Indes lässt sich den auf Grund der Nachfragen der Klägerin gefertigten Aktenvermerken der betreffenden Geschäftsstellenbeamten entnehmen, dass das angefochtene Urteil in Gänze mitgeteilt worden war. Dem entspricht auch der in der Berufungsschrift gemachte Zusatz, dass eine beglaubigte Abschrift des erstinstanzlichen Urteils beigefügt sei, wobei der Stempelaufdruck "Beglaubigte Abschrift" auf der ersten Seite der Urteilskopie und der Stempelaufdruck "Beglaubigt .... Rechtsanwältin" nebst Unterschrift der Rechtsanwältin W. auf der letzten Seite der Urteilskopie enthalten ist.

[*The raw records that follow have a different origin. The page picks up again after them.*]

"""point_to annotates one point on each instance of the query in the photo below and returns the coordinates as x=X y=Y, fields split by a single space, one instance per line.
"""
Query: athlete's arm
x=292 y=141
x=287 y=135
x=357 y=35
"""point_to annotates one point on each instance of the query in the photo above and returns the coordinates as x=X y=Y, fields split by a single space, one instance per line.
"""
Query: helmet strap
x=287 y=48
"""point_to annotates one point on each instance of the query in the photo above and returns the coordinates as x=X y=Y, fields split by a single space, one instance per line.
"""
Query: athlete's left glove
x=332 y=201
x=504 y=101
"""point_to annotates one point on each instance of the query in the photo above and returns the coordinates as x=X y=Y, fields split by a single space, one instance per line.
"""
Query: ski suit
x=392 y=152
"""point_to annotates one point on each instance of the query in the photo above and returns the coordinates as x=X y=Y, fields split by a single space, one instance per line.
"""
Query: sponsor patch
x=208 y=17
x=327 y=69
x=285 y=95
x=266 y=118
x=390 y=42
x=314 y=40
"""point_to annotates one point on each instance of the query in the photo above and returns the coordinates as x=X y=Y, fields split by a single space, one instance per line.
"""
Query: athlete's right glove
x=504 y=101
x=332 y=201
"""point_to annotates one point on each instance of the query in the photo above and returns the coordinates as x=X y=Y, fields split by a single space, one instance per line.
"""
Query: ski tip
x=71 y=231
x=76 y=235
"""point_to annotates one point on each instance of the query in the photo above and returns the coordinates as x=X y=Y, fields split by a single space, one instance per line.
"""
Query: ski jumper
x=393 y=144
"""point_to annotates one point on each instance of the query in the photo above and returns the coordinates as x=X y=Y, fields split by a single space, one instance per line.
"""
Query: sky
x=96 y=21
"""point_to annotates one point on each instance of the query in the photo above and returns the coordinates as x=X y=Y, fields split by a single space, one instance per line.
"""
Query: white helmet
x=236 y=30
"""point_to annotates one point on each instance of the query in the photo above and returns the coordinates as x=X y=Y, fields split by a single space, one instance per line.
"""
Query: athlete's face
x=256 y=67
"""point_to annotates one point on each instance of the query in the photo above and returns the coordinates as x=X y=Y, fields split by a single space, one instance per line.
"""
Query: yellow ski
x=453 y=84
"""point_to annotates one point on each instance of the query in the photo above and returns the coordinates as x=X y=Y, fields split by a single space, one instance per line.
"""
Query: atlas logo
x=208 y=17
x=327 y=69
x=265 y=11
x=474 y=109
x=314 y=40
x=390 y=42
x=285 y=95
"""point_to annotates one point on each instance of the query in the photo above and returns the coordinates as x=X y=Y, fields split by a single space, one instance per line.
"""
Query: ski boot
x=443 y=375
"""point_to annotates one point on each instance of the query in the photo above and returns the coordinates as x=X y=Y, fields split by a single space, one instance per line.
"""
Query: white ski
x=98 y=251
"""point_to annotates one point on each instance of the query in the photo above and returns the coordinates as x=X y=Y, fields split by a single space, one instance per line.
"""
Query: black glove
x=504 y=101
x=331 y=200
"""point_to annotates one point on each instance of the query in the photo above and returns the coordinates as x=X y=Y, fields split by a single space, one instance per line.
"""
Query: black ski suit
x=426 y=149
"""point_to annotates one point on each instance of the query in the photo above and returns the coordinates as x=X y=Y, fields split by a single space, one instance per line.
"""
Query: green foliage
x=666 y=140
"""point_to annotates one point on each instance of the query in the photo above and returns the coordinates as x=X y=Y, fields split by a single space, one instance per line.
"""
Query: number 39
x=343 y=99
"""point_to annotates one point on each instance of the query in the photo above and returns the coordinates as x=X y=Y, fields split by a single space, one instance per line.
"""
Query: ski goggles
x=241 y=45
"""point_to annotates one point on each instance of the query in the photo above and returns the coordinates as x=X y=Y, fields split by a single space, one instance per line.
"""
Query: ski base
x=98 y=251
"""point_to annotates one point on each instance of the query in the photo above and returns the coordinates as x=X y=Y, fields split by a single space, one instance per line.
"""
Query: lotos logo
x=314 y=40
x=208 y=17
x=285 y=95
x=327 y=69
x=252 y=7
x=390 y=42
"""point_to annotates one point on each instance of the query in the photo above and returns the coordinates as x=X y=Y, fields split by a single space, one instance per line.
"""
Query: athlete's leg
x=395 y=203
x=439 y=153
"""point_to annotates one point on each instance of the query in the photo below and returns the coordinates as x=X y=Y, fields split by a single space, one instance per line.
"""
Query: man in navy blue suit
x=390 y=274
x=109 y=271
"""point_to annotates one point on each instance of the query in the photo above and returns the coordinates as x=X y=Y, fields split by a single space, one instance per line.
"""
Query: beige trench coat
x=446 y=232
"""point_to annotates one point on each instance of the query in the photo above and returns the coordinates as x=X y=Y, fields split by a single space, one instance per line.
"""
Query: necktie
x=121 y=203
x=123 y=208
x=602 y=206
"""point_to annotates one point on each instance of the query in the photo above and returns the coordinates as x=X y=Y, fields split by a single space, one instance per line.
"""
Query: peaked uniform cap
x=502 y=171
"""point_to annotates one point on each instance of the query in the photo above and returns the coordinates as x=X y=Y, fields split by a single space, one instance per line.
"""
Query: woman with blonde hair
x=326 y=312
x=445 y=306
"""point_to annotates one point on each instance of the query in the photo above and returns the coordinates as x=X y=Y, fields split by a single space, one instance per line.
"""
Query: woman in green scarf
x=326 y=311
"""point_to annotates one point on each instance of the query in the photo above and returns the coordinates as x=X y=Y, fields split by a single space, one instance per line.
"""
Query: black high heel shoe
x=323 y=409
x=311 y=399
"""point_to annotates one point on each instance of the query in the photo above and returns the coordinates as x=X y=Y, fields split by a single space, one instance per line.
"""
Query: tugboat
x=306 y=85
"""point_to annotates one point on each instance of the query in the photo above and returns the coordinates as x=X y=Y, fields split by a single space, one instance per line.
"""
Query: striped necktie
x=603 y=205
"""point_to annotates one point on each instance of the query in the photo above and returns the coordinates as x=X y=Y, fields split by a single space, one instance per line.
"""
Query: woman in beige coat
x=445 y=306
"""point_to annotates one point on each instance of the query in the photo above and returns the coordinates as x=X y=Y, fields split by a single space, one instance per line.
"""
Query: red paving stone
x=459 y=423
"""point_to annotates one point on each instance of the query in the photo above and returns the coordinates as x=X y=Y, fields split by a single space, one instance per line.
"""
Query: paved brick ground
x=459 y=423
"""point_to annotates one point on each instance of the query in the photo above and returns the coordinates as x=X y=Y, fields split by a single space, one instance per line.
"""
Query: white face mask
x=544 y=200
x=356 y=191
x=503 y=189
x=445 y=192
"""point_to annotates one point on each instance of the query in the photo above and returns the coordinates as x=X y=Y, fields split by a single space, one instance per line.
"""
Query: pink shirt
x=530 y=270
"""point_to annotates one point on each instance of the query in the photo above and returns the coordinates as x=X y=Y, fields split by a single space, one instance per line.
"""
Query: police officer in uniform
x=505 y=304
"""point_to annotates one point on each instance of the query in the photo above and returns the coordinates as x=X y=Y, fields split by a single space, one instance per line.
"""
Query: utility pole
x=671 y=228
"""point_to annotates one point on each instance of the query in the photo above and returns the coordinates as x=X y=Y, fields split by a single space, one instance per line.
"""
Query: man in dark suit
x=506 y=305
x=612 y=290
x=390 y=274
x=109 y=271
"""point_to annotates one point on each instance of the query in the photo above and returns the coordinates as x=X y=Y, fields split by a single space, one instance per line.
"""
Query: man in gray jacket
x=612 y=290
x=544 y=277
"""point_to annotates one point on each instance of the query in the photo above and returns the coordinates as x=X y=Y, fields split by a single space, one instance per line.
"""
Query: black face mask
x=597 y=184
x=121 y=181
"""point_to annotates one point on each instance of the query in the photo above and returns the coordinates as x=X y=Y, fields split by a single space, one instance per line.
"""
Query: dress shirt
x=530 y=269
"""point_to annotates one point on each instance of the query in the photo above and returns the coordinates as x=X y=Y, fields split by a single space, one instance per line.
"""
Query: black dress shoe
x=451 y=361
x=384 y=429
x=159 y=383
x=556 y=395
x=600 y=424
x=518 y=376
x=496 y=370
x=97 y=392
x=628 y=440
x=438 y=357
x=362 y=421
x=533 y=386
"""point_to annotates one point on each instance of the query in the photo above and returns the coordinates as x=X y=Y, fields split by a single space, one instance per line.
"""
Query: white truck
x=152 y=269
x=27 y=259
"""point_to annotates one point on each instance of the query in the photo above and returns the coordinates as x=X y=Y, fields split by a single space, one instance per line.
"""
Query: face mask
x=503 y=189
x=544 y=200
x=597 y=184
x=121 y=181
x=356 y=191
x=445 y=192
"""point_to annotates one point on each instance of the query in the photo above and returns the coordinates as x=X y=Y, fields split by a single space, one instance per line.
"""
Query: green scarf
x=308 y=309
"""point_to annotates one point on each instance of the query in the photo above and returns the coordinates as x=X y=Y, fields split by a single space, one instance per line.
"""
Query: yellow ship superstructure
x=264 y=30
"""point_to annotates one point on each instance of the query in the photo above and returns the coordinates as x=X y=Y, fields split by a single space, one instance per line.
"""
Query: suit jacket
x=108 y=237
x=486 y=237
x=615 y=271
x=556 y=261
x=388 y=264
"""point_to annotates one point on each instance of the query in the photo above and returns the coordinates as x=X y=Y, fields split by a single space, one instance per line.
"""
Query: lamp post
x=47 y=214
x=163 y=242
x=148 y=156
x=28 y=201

c) Bezüglich der Ausdeutung der Berufungseinlegung weist die Rechtsbeschwerde zunächst zu Recht darauf hin, dass schon auf Grund des Tenors der angefochtenen Entscheidung vieles dafür spricht, dass nur die Klägerin als Rechtsmittelführerin in Betracht kommt, da eine Berufung der Beklagten, die nur zu einer geringfügigen Zinszahlung weit unter dem Betrag von 600 Euro (vgl. § 511 Abs. 2 Nr. 1 ZPO) verurteilt worden ist, offensichtlich unzulässig gewesen wäre. Entscheidend kommt jedoch hinzu - was das Berufungsgericht bei seiner Würdigung nicht berücksichtigt hat -, dass im Rubrum des angefochtenen Urteils als Prozessbevollmächtigter der Klägerin Rechtsanwalt M. H. angegeben ist und auf allen Seiten der Urteilskopie, die ersichtlich mittels Telefax der zweitinstanzlichen Prozessbevollmächtigten übermittelt worden ist, am oberen Rand die Telefax-Nummer 0511 2829364 und die Bezeichnung "RA. Stb. M. H. " eingedruckt ist. Dies zeigt eindeutig, dass die offenkundig zur Vorlage an das Berufungsgericht gem. § 519 Abs. 3 ZPO gefertigte Abschrift des angefochtenen Urteils von dem erstinstanzlichen Prozessbevollmächtigten der Klägerin stammt, was wiederum den Schluss zulässt, dass nur die Klägerin Berufungsführerin sein kann.
Dass sich diese Zusammenhänge nicht sogleich bei der ersten Durchsicht der Berufungsschrift und der beigefügten beglaubigten Urteilsabschrift aufdrängen, sondern sich erst nach einer genaueren Inaugenscheinnahme der vorgelegten Schriftstücke erschließen, ändert an der Eindeutigkeit des Auslegungsergebnisses nichts.